The Year in Science
In your top science story of 2006—alternative energy goes mainstream—you note that traditional investors have been betting their money on renewable energy. This is strongly evidenced by investment guru Warren Buffett’s actions. His investment firm, Berkshire Hathaway, owns MidAmerican Energy, which over the last few years has built in Iowa one of the nation’s largest wind farms, with the capacity of generating 460 megawatts’ worth of electricity (powering about 150,000 homes), and has announced plans to build more, doubling the amount of their company-owned wind generation machines in Iowa. Buffett has never been known as an investor who takes big risks; if he’s putting his money behind renewable energy, that means something.
Mark O. Lambert
Polk City, Iowa
I take issue with your story on global warming’s being your fourth-top story rather than the first. Also, by presenting alternative energy not as a response to global warming but merely as a solution to the rapid depletion of (cheap and abundant) oil, you are not pushing humanity to deal with global warming and the catastrophic situations that are going to arise from it.
Jon Keller
New York, New York
Your #12 story of 2006—“Who Failed New Orleans?”—outlined the engineering failures clearly, but I feel the full story was not told. My past and present sixth-graders have been investigating the relationship between the diminishing Louisiana coastal wetlands and increased storm surges. The change is quite dramatic and is primarily caused by our national demand on the Mississippi River and the navigational channels required.

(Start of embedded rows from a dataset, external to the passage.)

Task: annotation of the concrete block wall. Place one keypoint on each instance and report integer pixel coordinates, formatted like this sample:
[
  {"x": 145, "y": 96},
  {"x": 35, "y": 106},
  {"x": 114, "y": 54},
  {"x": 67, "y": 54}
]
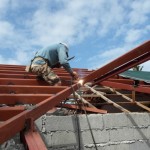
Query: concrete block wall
[{"x": 108, "y": 132}]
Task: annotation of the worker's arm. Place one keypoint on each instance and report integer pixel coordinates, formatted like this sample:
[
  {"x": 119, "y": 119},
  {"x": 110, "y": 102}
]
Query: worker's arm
[{"x": 64, "y": 61}]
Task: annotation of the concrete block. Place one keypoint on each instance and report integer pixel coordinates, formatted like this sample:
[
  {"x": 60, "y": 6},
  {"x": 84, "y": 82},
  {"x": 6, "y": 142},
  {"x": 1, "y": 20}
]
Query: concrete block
[
  {"x": 145, "y": 145},
  {"x": 138, "y": 119},
  {"x": 60, "y": 138},
  {"x": 117, "y": 120},
  {"x": 38, "y": 123},
  {"x": 95, "y": 122},
  {"x": 124, "y": 134},
  {"x": 99, "y": 136},
  {"x": 140, "y": 133},
  {"x": 60, "y": 123}
]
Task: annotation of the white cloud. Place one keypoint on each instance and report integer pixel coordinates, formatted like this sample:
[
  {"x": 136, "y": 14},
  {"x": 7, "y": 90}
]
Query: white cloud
[
  {"x": 72, "y": 22},
  {"x": 139, "y": 13},
  {"x": 133, "y": 35},
  {"x": 109, "y": 55}
]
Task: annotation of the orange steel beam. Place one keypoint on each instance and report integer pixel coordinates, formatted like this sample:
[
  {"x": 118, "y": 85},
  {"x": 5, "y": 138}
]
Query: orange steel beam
[
  {"x": 32, "y": 140},
  {"x": 8, "y": 112},
  {"x": 17, "y": 123},
  {"x": 94, "y": 110},
  {"x": 118, "y": 65},
  {"x": 11, "y": 99},
  {"x": 25, "y": 89},
  {"x": 12, "y": 81},
  {"x": 140, "y": 88}
]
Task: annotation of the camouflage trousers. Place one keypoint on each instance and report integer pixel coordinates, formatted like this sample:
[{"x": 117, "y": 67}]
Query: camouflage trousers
[{"x": 46, "y": 72}]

These channels have diverted the soil needed to naturally replenish the wetlands as they subside, a process that built the Louisiana floodplain and wetlands. Scientists are coming up with creative solutions, but little attention is being paid to nature’s engineering solution for storm surges: rebuilding the wetlands. Certainly this is only part of the solution, but it is an important one that must be recognized by all. My students were listening to wetlands scientists predict the severity of the next hurricane’s impact a full year before Katrina hit.
Jill Carrick
Science department chair
Wyoming Seminary Lower School
Forty Fort, Pennsylvania
Apoorva Mandavilli reports that despite projections that the vaccine could reduce cervical cancer cases in the United States by 70 percent, “some conservative groups have opposed the vaccine, saying it might promote sexual activity.” Given all the chemical changes and social pressures experienced by teenage girls, I seriously doubt whether their decision to have sex will depend on a cervical cancer vaccine. Similarly rigid sentiments are echoed by ministers throughout Africa, who, despite HIV/AIDS, refuse to advocate the use of condoms for fear it will promote extramarital sex. I can respect an institution’s decision to oppose sexual promiscuity, but at what point must that institution realize that a life is more important than a belief?
Nick Spence
Toronto, Ontario
Bushwhacked?
Bruno Maddox’s interesting article on how little of Afghanistan’s mountainous territory has been accurately mapped was seriously marred by the jarring and gratuitous insults directed at President George W. Bush. The need for governmental support of science will require bipartisan consensus. Such inflammatory characterizations have the opposite effect.
Gordon J. Louttit
Manhattan Beach, California
The Iraq war has united a fractious Arab world around Bin Laden and made his capture much less likely. In addition we have an inept intelligence agency that has no idea where Osama bin Laden is or whether Saddam had weapons of mass destruction. Into this mix comes Maddox, who acts as an apologist for Bush by saying that Afghanistan is hard to map. If you insist on publishing pro-Bush propaganda, you can cancel my subscription.
Kem Kough
Oasis, Nevada
I am confused by the January Blinded by Science. I don’t understand what 19th-century British surveying techniques have to do with finding Osama bin Laden in today’s world. We have had satellite-image mapping for well more than 20 years and just about every square yard of Earth’s surface is available to anyone with Internet access via Google Earth.